Vice president tells fifth-graders of warming woes

By Alan Elsner, Reuters, 08/03/99

ASHINGTON - Vice President Al Gore conducted a science class on global warming yesterday for a group of fifth graders and told them Republicans in Congress were blocking funds that could help save the environment.

As a torrid heat wave that has covered the eastern half of the United States relaxed its grip a little, Gore warned the children that many more heat waves were coming.

''You may have been seeing on the television news the effects of this heat wave on kids and old people and families and it's really been very hot,'' Gore told the group of children attending a science camp who gathered to hear him at the National Geographic headquarters in Washington.

''Of course we had heat waves long before there was a threat of global warming. But because the atmosphere of the whole earth is warming up, it's more common now to have these very, very hot days,'' he said.

He could not resist a political dig at congressional Republicans and their $792 billion tax cut package at the end of the hour-long seminar.

''The Congress of the United States is voting now on whether or not we should have funding for these programs that help ... to speed up the making of these new kinds of technologies and cars,'' Gore said, referring to the development of environmentally friendly vehicles.

''And they've been cutting that budget way back.

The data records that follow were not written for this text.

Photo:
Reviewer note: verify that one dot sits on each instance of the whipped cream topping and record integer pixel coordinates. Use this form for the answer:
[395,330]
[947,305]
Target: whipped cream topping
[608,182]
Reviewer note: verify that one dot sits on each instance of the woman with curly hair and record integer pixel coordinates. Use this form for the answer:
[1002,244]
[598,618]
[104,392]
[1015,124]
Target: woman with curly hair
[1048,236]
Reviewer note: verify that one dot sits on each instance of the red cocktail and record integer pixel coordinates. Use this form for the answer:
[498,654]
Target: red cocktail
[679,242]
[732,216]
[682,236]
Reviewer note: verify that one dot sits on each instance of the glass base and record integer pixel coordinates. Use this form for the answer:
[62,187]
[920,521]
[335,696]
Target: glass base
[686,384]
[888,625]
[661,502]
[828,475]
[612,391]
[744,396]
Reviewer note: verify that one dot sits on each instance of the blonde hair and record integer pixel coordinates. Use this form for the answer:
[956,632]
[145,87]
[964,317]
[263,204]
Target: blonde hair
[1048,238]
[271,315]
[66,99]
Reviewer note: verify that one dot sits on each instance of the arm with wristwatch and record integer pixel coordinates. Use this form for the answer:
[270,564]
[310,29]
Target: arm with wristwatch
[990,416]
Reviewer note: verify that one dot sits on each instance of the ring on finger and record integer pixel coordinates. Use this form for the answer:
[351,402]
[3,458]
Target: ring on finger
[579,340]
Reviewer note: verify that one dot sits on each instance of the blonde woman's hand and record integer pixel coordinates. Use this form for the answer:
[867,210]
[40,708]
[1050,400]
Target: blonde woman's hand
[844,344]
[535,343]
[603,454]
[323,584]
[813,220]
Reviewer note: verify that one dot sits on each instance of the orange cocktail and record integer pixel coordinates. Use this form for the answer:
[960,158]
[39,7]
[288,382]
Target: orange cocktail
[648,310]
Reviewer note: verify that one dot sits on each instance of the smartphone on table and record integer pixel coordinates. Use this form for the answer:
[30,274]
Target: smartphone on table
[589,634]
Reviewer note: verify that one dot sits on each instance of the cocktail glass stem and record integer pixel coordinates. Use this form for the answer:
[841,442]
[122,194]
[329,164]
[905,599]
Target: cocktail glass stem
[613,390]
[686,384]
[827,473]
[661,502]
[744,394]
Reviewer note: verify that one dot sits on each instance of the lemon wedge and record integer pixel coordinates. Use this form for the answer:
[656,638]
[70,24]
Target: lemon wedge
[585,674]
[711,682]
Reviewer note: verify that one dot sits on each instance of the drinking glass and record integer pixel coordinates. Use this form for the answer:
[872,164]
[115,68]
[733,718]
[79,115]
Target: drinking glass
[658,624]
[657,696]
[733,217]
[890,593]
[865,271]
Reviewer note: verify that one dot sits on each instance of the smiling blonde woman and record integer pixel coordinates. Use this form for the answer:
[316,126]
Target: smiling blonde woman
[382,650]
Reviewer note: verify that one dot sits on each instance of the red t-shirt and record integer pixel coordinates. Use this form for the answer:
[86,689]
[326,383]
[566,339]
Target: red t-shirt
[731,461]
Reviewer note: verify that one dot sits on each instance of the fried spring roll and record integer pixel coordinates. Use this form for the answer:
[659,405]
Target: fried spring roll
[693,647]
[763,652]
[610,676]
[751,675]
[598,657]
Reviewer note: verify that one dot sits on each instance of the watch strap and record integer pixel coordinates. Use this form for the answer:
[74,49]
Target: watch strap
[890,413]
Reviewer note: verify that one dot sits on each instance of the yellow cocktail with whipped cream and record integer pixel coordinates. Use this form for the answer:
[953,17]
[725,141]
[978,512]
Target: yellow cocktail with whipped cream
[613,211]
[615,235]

I don't think most people in the country agree with that. They want to use all the big surplus we have for a big risky tax scheme. We think we ought to use some of it for these programs that will help save the environment,'' he said.

Frank Maisano of the Global Climate Coalition, which represents the coal, oil, mining and auto industries, said that contrary to Gore's assertion, the causes of global warming were still far from scientifically proven.

''Gore talking to the students in that manner was like he was polluting their minds,'' he said.

Gore was known as an avid environmentalist throughout 16 years in Congress.